Commenting on the Acquisition, Andrew Austin, Executive Chairman of RockRose, said:

“After careful reflection, the Board of RockRose has concluded that accepting this offer is firmly in the best interests of our shareholders. It has been an exciting journey since RockRose was founded five years ago. However, for the benefit of all stakeholders, now is the time to move on and allow RockRose to continue to flourish with new backers.”

Commenting on the Acquisition, Francesco Mazzagatti, CEO of Viaro Energy, said:

“I am very pleased that the Board of RockRose has recommended our offer for RockRose. We have ambitious growth plans in the UKCS and we believe that RockRose’s producing assets, its staff, its commitment to health and safety, the environment and best in class operational procedures, will be an ideal platform from which to grow our presence in the UKCS. I’m extremely pleased that RockRose’s senior management team has agreed to join us as they share our vision for future growth.”

Commenting on the Acquisition, Dr. Roger Tucker, Non-executive Chairman of Viaro Energy, said:

“I’m also extremely pleased that our cash offer for RockRose has been recommended by the Board. In my long career in the industry I have had the pleasure of working with numerous companies and RockRose’s people, assets and working practice are among the best I’ve seen. I’m delighted that RockRose’s senior management will be joining us for the journey ahead. Personally, I’m also pleased to be returning to the UKCS, an area I know very well, to work alongside this first-class team to deliver our growth plans in the region.”

This summary should be read in conjunction with, and is subject to, the full text of this Announcement (including its appendices).

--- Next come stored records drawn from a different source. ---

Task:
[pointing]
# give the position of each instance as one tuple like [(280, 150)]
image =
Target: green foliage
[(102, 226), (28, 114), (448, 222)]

The Acquisition will be subject to the Conditions and further terms set out in Appendix I to this Announcement and to the full terms and conditions which will be set out in the Scheme Document. Appendix II to this Announcement contains the sources of information and bases of calculations of certain information contained in this Announcement. Appendix Ill to this Announcement contains details of the irrevocable undertakings received in relation to the Acquisition. Appendix IV to this Announcement contains definitions of certain expressions used in this summary and in this Announcement.

Market Soundings

Market soundings, as defined in the Market Abuse Regulation, were taken in respect of the Transaction with the result that certain persons became aware of inside information, as permitted by the Market Abuse Regulation. That inside information is set out in this Announcement. Therefore, those persons that received inside information in a market sounding are no longer in possession of inside information relating to RockRose and its securities.